Dr. Pearlman stresses that in order to experience this growth, it is necessary that we turn towards the suffering we see. We of course want to deny it, to diminish it, to turn away, We convince ourselves that this could never happen to us. But when we are receptive, it is easier to care, and to enter into a genuine reciprocal relationship with our clients. Just as we feel their pain more acutely, we appreciate their strengths more directly. We experience the human potential in a deeply heartfelt way.

Dr. Pearlman recommends some techniques that can help us maximize the potential for vicarious transformation. These include receiving psychotherapy, journaling, yoga, meditating, praying, symbolizing our experiences creatively, and befriending emotion.

This exciting new concept helps us articulate why we stay in these difficult jobs. I look forward to further exploration by Dr. Pearlman, and by all of us in the treatment community.

Sunday, October 02, 2011

The Adult Attachment Interview

As part of the same ATTACh Conference workshop with Michael Trout, Karen Buckwalter, LCSW from Chaddock presented the Adult Attachment Scale. The Adult Attachment Interviewis a twenty question guided clinical interview with a specific scoring protocol. It was developed by Mary Main and her colleagues, and has extensive research validation to support it. A parent’s score on the Adult Attachment Interview is highly correlated with the attachmenmt reaction of their child in the strange person test.

The questions themselves can be the beginning of thoughtful discussions. They include questions such as:

• Choose five adjectives or words that reflect your relationship with your mother starting from as far back as you can remember in early childhood.

• To which parent did you feel the closest, and why?

• When you were upset as a child, what would you do?

• Did you ever feel rejected as a young child?

• What is your relationship with your parents (or remaining parent) like for you now as an adult?

The carefully trained administrator who understands the scoring system can group the adult into one of five categories:

• Autonomous: They value attachment relationships, describe them in a balanced way and as influential.

• Earned autonomous: Someone whose childhood does not contain good relationship experiences, but who has nevertheless achieved some autonomy, probably through other non-family caring relationships.

• Dismissing: They show memory lapses, minimize negative aspects of their childhoods and deny personal impact on relationships.
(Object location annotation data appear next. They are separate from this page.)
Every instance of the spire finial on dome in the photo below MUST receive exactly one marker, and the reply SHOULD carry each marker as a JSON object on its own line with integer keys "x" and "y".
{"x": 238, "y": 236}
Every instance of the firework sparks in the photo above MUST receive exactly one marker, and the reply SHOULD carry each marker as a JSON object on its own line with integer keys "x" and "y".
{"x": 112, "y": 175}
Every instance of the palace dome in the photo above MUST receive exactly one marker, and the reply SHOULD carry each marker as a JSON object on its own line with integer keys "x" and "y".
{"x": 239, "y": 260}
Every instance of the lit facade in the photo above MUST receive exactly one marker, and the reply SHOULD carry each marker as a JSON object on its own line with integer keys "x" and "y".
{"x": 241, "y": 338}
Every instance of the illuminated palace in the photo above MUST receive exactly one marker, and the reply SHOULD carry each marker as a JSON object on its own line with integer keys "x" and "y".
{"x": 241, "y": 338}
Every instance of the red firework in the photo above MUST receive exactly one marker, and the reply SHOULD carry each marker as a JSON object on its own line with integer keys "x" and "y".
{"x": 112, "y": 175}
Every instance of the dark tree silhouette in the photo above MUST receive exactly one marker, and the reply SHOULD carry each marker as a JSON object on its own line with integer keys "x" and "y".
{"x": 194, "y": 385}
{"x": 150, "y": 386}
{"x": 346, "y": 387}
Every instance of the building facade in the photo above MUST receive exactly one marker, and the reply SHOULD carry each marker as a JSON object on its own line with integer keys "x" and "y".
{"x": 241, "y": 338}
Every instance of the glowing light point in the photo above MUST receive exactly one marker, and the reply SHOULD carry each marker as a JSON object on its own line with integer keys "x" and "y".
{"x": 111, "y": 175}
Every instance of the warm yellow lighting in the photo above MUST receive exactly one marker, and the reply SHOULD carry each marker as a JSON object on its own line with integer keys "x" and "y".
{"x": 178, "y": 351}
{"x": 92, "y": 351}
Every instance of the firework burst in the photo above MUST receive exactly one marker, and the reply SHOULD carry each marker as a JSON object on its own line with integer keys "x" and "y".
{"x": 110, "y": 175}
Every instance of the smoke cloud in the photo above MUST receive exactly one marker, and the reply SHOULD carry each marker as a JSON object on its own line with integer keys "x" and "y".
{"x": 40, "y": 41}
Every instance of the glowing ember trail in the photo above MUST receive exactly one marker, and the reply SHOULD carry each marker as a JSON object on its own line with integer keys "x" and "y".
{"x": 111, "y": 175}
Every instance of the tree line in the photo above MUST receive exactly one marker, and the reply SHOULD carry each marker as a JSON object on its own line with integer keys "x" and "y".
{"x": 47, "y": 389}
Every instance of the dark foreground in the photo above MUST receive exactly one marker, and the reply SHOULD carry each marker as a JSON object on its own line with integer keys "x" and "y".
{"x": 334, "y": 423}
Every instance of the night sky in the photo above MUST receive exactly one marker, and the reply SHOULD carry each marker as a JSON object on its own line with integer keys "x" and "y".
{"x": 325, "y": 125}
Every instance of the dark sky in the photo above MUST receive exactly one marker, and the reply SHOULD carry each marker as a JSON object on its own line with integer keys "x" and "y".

Their positive descriptions are often contradicted or unsupported. This Karen called act and don’t feel

• Preoccupied: Experience continuing preoccupation with their own parents, have angry or ambivalent representations of the past. This would be feel and don’t act

• Unresolved/Disorganized: Show trauma resulting from unresolved loss or abuse.

Karen was careful to point out that people’s scores and types can evolve through positive adult relationships.

Karen presented several possible uses for this interview. Testing therapists and staff who work with traumatized children helps them become more self aware of their own backgrounds and styles. This will help them understand some of their reactions to individual children and families. Testing foster parents has the same benefits. Some audience members have been using the interview with some foster parents, and reported that others are very resistant to doing it.

This interview offers fascinating ways to develop the self-reflection that is so essential in our work.